Lim T H, Hong M K, Lee J S, Mun C W, Park S J, Park S W, Ryu J S, Lee J H, Chien D, Laub G
Department of Diagnostic Radiology, Asan Medical Center, University of Ulsan, College of Medicine, Seoul, Korea.
J Magn Reson Imaging. 1997 Nov-Dec;7(6):996-1001. doi: 10.1002/jmri.1880070611.
To assess the clinical utility of the breath-hold turbo spin-echo T2-weighted MRI in patients with acute myocardial infarction, the results of MRI were compared with those of electrocardiography, coronary angiography, and thallium-201 single photon emission tomography (SPECT) in 23 patients and 5 healthy volunteers. To compare MRI and thallium-SPECT, the left ventricle was divided into five segments, and the presence of myocardial infarction was determined in each segment. MRI demonstrated an abnormally bright signal in 49 of 140 segments (five segments each from 23 patients and 5 volunteers); thallium-SPECT showed a fixed perfusion defect in 52 segments, for an 85% diagnostic concordance rate. The size of the myocardial infarction measured on MRI corresponded well to that measured on thallium-SPECT (r = .70, P < .01). Breath-hold turbo spin-echo T2 MRI can be used for detection of acute myocardial infarction in conjunction with thallium-SPECT, especially when accurate localization of lesion, increased spatial resolution, and anatomic landmarks are needed.
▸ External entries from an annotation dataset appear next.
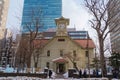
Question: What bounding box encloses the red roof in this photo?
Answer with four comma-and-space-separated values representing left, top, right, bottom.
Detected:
33, 39, 48, 47
52, 57, 68, 63
74, 39, 95, 48
34, 39, 95, 48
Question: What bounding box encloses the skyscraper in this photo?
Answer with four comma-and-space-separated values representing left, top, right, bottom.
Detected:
108, 0, 120, 52
21, 0, 62, 33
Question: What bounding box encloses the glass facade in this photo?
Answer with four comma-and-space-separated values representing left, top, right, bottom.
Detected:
21, 0, 62, 33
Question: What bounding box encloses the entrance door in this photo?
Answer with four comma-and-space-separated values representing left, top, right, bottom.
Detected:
58, 63, 65, 73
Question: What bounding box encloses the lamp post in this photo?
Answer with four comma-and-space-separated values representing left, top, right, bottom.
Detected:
86, 32, 90, 77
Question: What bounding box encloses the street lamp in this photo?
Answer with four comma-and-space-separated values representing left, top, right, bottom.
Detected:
86, 32, 90, 77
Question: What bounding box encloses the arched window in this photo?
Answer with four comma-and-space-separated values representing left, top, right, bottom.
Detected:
73, 50, 77, 57
47, 50, 50, 57
60, 50, 63, 57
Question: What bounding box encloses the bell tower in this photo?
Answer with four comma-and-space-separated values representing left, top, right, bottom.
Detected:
55, 17, 69, 36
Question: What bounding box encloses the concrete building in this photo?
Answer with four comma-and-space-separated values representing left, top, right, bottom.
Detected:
21, 0, 62, 33
108, 0, 120, 52
0, 0, 9, 66
0, 0, 9, 49
31, 17, 95, 73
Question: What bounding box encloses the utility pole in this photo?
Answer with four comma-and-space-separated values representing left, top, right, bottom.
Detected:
86, 32, 90, 78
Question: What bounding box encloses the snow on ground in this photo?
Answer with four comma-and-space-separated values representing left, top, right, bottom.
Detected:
0, 76, 120, 80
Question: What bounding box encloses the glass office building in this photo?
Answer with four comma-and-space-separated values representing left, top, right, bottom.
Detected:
21, 0, 62, 33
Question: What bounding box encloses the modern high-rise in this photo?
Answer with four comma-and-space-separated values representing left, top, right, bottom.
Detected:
21, 0, 62, 33
0, 0, 9, 49
108, 0, 120, 52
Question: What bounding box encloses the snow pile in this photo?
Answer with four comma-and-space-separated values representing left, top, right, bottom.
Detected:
63, 72, 68, 78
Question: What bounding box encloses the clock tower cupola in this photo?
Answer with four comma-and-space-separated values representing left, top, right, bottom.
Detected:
55, 17, 69, 36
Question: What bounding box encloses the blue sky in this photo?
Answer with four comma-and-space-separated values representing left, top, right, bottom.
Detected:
7, 0, 90, 30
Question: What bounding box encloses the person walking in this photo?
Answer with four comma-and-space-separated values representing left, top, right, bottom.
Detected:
49, 70, 52, 78
83, 70, 87, 78
79, 69, 82, 78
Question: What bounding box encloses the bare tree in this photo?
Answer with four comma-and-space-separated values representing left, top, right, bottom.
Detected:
85, 0, 119, 76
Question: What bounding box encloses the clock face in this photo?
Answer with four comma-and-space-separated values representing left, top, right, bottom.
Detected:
60, 24, 65, 28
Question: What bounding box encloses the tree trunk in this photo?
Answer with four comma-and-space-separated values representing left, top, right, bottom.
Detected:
99, 37, 107, 77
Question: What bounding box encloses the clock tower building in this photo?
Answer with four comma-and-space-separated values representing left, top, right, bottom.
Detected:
55, 17, 69, 36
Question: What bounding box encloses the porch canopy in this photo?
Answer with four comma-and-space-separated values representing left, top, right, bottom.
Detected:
52, 57, 68, 63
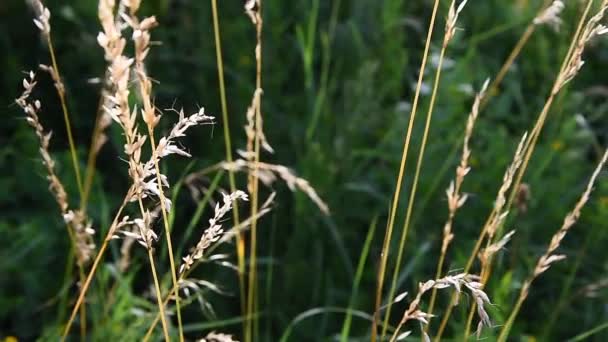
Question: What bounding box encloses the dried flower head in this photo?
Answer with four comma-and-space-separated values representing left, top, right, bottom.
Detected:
179, 190, 248, 274
15, 71, 95, 265
532, 0, 564, 32
534, 150, 608, 277
441, 79, 490, 254
443, 0, 468, 45
197, 331, 238, 342
34, 0, 51, 36
391, 273, 492, 341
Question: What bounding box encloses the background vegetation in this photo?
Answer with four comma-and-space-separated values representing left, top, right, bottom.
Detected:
0, 0, 608, 341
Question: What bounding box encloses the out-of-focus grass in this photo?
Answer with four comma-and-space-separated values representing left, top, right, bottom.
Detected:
0, 0, 608, 341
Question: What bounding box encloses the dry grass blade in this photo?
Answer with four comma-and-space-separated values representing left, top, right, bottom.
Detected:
220, 159, 329, 215
391, 273, 492, 342
427, 79, 490, 326
371, 0, 439, 342
15, 71, 95, 268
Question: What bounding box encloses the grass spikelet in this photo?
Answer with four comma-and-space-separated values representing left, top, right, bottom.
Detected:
498, 150, 608, 342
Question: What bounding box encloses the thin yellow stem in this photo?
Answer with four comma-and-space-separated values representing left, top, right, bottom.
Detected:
147, 248, 171, 341
148, 125, 184, 342
77, 268, 87, 341
371, 0, 439, 342
46, 34, 84, 197
211, 0, 247, 314
80, 90, 104, 212
496, 282, 531, 342
424, 238, 446, 331
245, 0, 263, 342
61, 196, 131, 341
137, 199, 172, 342
504, 0, 593, 238
381, 39, 448, 337
481, 23, 536, 108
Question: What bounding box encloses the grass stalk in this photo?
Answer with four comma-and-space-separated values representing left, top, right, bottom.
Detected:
137, 199, 171, 342
381, 28, 448, 338
245, 0, 263, 342
497, 151, 608, 342
211, 0, 247, 315
61, 195, 131, 341
45, 34, 84, 197
147, 124, 184, 342
435, 0, 593, 341
371, 0, 439, 342
80, 90, 105, 212
340, 217, 377, 342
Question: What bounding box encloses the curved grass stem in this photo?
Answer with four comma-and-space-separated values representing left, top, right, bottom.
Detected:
382, 36, 447, 337
211, 0, 247, 314
371, 0, 439, 342
46, 34, 84, 197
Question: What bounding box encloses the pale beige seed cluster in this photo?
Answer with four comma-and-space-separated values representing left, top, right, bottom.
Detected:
391, 273, 492, 341
15, 71, 95, 265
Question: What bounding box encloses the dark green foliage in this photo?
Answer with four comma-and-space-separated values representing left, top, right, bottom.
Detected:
0, 0, 608, 341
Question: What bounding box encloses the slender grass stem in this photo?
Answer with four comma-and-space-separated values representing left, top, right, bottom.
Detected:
371, 0, 439, 342
80, 90, 105, 212
46, 34, 84, 197
211, 0, 247, 315
137, 199, 169, 342
61, 195, 131, 341
245, 0, 263, 342
142, 125, 184, 342
382, 34, 448, 337
434, 0, 593, 341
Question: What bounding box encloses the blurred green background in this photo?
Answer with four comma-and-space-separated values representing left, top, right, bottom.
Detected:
0, 0, 608, 341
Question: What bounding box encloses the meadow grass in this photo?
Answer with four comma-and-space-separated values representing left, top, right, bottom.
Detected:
7, 0, 608, 342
为评估屏气快速自旋回波T2加权磁共振成像(MRI)在急性心肌梗死患者中的临床应用价值,对23例患者和5名健康志愿者的MRI结果与心电图、冠状动脉造影及铊-201单光子发射计算机断层扫描(SPECT)结果进行了比较。为比较MRI和铊-SPECT,将左心室分为五个节段,并确定每个节段是否存在心肌梗死。MRI显示140个节段中的49个节段(23例患者和5名志愿者各5个节段)信号异常增强;铊-SPECT显示52个节段存在固定灌注缺损,诊断符合率为85%。MRI测量的心肌梗死大小与铊-SPECT测量的结果高度相符(r = 0.70,P < 0.01)。屏气快速自旋回波T2 MRI可与铊-SPECT联合用于检测急性心肌梗死,特别是在需要准确病变定位、提高空间分辨率和解剖标志时。